Predictive and Useful Indices

In the missed exit example, the billboard feature is predictive because it happens to be correlated with the desired exit. In the working late example, the sleeping feature is predictive of a more productive day because of the causal relationship and likewise, in the Phoenix example, clearing the exhausts is predictive in the sense that a clean start in likely to follow. [Sei94]

All of this discussion leads to the primary point concerning indices. An index should be predictive to be useful. Indices are our tool to limit the search when retrieving a few cases from a large case library. To obtain relevant and useful cases, indices should predict them. Obviously, if an index were to point in some other direction and miss the best cases, it would not be very useful.

In summary, structural features may be more likely to help us solve complex problems and surface features are usually easier and quicker to describe. In both cases indices of these features are likely to reliably predict the utility of the retrieved information. [Sei94] This suggests that useful indices should be based on any features that are apparent at the time of a retrieval.

And "good indexes should be abstract enough to provide coverage but concrete enough to be recognizable." [Kol93]

Appropriateness conditions

A minor distinction between predictive features and appropriateness, or prerequisite, features should be made. It might seem that indices are simply the preconditions of a recommended solution, but not all preconditions are predictive of solution relevance. [Sei94] This distinction is more relevant to applications other than our meeting scheduler.

Proposed Procedure for Choosing Indices

The previous material addresses the many issues to be considered when identifying indices. To help apply the theory, here is a proposed procedure to define the case base data attributes and the steps one might take to choose specific indices for a case base.

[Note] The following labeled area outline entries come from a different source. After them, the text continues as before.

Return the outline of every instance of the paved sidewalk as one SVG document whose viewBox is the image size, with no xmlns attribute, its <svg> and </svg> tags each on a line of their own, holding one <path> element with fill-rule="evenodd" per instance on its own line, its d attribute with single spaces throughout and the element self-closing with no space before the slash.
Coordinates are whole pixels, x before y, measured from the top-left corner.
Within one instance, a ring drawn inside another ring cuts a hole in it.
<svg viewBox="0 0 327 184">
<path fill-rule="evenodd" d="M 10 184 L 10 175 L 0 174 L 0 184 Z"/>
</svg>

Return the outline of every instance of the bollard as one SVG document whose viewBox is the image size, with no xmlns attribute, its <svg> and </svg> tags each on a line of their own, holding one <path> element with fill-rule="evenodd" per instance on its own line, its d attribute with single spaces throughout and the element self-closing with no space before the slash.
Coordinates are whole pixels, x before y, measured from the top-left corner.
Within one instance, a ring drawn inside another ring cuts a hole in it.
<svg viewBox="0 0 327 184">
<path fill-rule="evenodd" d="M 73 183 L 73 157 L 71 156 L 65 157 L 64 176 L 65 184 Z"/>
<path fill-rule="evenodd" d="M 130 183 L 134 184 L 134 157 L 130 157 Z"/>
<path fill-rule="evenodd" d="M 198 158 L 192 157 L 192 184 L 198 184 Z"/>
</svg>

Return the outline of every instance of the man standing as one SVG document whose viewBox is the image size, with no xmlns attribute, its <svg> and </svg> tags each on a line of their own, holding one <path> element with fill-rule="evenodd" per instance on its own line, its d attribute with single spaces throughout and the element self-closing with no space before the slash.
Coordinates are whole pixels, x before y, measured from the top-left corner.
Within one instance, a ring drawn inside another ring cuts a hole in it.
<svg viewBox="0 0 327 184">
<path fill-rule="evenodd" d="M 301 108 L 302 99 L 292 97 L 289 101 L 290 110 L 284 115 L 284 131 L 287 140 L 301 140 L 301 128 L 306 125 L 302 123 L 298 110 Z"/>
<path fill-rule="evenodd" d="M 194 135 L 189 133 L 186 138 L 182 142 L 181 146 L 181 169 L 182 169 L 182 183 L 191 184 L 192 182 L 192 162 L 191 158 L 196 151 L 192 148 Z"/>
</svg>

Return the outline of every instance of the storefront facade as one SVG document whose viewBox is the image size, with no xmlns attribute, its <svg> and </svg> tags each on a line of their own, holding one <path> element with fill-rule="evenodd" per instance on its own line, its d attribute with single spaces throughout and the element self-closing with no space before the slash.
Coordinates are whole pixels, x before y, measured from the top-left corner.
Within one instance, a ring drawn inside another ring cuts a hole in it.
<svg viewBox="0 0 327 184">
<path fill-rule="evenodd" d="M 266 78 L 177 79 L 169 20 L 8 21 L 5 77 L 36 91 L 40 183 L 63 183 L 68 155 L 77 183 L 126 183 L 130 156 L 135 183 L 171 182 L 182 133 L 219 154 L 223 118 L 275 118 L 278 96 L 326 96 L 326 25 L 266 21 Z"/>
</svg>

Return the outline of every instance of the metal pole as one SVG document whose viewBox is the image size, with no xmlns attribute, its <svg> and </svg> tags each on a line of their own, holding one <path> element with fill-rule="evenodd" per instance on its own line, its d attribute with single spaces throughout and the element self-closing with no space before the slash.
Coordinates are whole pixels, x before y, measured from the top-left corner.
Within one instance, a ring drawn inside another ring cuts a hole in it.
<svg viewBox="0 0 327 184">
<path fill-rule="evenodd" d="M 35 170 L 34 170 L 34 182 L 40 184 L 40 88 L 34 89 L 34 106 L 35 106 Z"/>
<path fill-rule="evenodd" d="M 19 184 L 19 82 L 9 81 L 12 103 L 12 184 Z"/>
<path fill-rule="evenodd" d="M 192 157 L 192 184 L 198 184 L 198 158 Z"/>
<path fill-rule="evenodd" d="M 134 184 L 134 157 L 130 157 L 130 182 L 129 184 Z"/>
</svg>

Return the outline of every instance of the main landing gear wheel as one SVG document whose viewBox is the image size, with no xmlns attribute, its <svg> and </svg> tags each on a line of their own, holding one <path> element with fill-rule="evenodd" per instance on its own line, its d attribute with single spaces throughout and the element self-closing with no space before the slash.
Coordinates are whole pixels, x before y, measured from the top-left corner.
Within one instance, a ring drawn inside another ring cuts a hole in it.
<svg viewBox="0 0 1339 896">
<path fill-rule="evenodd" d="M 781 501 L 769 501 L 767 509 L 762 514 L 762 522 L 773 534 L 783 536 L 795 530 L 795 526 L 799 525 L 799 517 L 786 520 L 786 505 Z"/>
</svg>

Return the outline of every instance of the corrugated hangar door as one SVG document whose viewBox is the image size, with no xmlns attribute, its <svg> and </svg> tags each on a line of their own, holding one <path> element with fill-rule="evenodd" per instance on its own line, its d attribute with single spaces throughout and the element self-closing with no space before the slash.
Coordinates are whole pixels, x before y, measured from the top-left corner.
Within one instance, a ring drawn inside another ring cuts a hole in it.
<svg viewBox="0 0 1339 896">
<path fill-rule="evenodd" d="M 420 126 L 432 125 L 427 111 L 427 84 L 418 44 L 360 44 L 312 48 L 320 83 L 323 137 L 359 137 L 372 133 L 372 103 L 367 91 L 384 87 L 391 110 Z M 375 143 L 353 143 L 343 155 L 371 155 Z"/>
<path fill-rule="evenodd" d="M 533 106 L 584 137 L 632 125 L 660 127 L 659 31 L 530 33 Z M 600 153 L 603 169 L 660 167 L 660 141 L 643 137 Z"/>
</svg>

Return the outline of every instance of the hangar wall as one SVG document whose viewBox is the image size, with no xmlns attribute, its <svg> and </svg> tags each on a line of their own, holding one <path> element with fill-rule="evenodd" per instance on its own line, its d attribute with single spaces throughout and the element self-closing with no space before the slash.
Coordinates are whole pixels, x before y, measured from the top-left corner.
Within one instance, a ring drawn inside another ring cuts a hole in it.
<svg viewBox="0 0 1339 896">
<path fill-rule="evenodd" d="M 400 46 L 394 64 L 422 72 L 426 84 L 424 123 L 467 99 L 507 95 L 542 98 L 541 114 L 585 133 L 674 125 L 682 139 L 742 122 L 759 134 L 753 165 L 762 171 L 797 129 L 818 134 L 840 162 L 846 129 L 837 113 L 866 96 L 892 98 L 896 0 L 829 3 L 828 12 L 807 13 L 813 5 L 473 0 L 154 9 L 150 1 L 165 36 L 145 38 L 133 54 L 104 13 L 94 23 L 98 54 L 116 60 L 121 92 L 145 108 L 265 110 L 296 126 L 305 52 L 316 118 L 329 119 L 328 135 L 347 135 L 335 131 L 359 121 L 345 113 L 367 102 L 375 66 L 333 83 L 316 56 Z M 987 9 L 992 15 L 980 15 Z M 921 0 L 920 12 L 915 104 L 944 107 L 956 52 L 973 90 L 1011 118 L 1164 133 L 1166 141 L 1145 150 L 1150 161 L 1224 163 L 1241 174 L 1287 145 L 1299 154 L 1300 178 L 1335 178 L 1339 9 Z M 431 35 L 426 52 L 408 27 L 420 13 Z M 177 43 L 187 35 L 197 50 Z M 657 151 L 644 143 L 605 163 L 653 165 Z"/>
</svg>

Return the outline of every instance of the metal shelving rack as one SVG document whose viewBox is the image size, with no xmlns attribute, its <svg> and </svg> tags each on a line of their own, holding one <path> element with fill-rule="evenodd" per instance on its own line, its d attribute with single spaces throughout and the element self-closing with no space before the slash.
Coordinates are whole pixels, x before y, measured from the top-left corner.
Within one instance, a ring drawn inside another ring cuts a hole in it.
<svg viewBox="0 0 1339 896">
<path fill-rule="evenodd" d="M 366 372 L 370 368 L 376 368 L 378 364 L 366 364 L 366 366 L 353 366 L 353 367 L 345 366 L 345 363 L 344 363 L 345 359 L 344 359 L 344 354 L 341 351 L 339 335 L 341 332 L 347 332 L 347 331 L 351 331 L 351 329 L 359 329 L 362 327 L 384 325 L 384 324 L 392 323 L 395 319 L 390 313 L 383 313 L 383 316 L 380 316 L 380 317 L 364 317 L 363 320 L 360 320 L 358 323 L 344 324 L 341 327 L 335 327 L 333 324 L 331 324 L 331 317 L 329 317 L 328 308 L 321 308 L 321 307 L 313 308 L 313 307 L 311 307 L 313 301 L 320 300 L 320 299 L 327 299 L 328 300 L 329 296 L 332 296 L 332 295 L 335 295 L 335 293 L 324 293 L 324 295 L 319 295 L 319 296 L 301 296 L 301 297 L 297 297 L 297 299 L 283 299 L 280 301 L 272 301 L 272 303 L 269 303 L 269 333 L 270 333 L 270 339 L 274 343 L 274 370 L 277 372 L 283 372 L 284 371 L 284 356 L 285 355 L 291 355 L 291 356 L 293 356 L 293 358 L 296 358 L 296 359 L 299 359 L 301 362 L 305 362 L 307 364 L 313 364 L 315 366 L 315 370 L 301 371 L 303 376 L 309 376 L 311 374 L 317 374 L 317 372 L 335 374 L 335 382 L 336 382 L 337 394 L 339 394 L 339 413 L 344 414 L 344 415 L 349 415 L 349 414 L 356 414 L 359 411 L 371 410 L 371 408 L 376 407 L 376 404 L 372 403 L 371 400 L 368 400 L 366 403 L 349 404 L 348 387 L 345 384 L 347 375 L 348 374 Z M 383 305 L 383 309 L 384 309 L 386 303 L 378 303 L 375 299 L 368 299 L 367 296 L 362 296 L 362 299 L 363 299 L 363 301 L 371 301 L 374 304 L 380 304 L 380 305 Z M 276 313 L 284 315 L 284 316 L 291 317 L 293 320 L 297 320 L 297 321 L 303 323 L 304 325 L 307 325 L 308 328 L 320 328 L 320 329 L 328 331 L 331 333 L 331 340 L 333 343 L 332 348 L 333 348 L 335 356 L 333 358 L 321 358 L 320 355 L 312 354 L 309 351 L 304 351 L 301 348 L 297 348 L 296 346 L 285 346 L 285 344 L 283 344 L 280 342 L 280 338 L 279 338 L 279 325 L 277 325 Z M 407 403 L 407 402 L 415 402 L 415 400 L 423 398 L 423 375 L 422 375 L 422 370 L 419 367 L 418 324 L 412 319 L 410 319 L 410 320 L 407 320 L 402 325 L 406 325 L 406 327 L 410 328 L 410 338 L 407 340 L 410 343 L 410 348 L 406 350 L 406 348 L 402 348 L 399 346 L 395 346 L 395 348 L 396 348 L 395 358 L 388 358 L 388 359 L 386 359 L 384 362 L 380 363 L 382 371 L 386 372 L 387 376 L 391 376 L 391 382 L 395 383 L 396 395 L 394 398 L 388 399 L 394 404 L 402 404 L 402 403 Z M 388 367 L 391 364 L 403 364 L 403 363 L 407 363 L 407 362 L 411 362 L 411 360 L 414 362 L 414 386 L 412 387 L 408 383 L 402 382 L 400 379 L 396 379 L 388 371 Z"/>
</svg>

  1. describe the cases by building and applying a vocabulary. Use surface or structural features as appropriate. Be sure they are concrete (same values from multiple observers). If too fine grained, abstract as necessary and, perhaps, establish the abstracted descriptors as new attributes if maintaining the original detail is important.

  2. define the matching algorithm as if all cases were available. Assign weights to the attributes as appropriate. Decide which features are most predictive.

  3. rank the predictive features in order of their weights, as candidate indices.

  4. prune the list of indices if it appears the case base will become too fragmented and important cases might get missed.

  5. analyze the complexity, space and speed requirements to choose an indexing structure. Disk and memory requirements, efficiency and programming complexity should be considered.

Finding relevant cases through indices poses an interesting question. If a borderline case is otherwise a good candidate for being an exemplar but could be classified on either branch of an indexing tree structure, should the case be duplicated so that it can be found when appropriate? Redundancy like this may be wasteful and if arbitrarily applied, may break down when choices of indices and attribute weights are dynamically calculated.

Another solution is to consider searching the top two or three indices and merging the selections into one common set for nearest neighbor calculation. If a good case just misses being selected by one index and is truly a strong candidate, it will hopefully match the criteria of another index and be selected. This avoids a number of the problems previously mentioned. Concur will take advantage of this concept.